As her hands wind themselves round Vanessa’s waist, the last dark tendrils round her chest wind themselves back into some dark, temporarily inaccessible place inside.

 

It strikes her, or rather, it would strike her if she wasn’t slightly distracted by hands working at the shirt tucked into her jeans, that Vanessa was wrong earlier, to lump booze and sex together as equally useless ways to deal with her current situation. Granted, neither were going to get Sarah a new heart or help Chas and Margarita or get Ryan to listen to her, and maybe they’re both just sticking plasters on an emotional black hole. But where booze makes her feel guilty and useless and weak, sex, at least, sex with Vanessa, makes everything seem more bearable, surmountable.

 

She jumps as Vanessa’s hand, finally having beaten the conundrum of her belt, closes around her breast, “wait, I thought you didn’t want to-,” her voice hitched but soft.

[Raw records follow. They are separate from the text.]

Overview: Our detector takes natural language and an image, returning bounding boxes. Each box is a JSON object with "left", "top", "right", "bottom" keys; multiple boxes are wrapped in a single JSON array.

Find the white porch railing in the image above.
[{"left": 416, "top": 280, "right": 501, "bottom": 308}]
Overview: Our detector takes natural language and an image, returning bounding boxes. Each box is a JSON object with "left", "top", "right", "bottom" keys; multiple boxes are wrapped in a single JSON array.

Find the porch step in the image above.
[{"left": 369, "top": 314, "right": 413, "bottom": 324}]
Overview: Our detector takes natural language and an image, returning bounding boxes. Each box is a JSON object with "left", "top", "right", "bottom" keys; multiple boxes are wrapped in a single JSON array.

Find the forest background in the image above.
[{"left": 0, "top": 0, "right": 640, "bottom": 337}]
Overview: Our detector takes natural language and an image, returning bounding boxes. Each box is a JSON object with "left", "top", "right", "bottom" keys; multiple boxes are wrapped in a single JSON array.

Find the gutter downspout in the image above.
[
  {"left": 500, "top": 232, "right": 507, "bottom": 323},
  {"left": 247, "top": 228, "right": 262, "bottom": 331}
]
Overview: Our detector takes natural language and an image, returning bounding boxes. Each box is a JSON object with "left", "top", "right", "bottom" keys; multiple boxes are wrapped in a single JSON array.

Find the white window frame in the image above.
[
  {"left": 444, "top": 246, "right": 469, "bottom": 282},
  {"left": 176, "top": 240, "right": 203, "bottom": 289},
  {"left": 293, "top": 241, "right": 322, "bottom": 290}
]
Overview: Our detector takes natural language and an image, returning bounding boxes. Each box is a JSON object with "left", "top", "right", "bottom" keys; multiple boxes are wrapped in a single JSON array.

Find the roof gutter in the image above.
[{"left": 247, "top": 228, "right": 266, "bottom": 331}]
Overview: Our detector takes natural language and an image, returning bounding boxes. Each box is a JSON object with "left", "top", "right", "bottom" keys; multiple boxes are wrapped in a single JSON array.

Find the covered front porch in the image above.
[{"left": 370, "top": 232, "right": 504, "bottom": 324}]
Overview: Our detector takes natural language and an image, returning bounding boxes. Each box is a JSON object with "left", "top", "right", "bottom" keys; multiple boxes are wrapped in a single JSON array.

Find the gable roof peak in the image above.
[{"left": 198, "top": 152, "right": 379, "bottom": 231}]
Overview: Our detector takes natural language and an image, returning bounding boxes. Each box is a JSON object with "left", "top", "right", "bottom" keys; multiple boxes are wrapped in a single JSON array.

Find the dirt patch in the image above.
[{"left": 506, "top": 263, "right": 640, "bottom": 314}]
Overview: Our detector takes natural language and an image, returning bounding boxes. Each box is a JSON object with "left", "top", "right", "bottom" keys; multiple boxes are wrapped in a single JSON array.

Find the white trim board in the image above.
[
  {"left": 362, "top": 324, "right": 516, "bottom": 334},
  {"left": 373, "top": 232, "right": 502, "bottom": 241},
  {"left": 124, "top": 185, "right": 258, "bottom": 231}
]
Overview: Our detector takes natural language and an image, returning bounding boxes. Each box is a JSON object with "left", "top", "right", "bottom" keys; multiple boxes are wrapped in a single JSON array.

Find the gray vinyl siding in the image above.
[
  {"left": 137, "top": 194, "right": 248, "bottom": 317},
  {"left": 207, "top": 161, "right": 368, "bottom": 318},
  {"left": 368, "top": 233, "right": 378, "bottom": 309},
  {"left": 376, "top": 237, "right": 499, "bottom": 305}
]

I don’t ever want to tell you what to do.

 

“I always want to,” Vanessa says, simply, eyes wide, and Charity’s stunned: half turned-on, half blown away by her ability to just tell the truth as if it wasn’t an open invitation for people to hurt you.

 

Vanessa leans back for a second, her thinking face on, “did we just- did we just solve an argument with a toothbrush?”

 

Charity leans back too, then, tilts her head to one side, considers. “Yeah, I think we did. How terribly grown up.”

 

“Conflict resolution 101.”

 

Charity laughs softly, “what a mature and adult way to solve a problem,” her voice faux-bright.

 

“Well,” Vanessa says, a mischievous twinkle in her eye as she leans towards Charity to brush her nose against hers, hand working its way back up Charity’s belly until she elicits a breathy gasp, “I can think of other mature and adult ways to solve a different problem.”

 

And Charity’s grin is captured by Vanessa’s greedy lips before it even has a chance to reach her cheeks.

 

 

She almost shouts in frustration as Vanessa’s head reappears from below her line of vision, chin wet and eyes shot, but lips pursed in genuine thought as if she were a continuing a conversation that had finished ten seconds ago, not ten minutes, and a very eventful ten minutes at that.

 

“You are aware that you’re now having post delivered to my house, Charity,” Vanessa ignores Charity’s growl of choked off exasperation, “so I think you’ve got a bit more to be worried about on the commitment front than a toothbrush, you know.”

 

Charity momentarily searches her gut for the clench of worry, waits for the desire to flicker away in the face of security and normality and the shackles of domestic life, but it doesn’t.

 

And before she has time to really think about what it means that she’s genuinely not completely terrified by the idea of security and normality and the shackles of domestic life, as long as they’re with Vanessa, the tousled blonde head descends again and Charity’s back arches sharply away from the sofa, the air ripping over her breathless moan.

 

Being with Vanessa like this makes anything feel possible. The universe feels small enough to hold and mould in her hands, the big black hole in her chest a mere pinprick in an infinite tapestry of blue eyes and you can, I know it and a little stick of yellow plastic.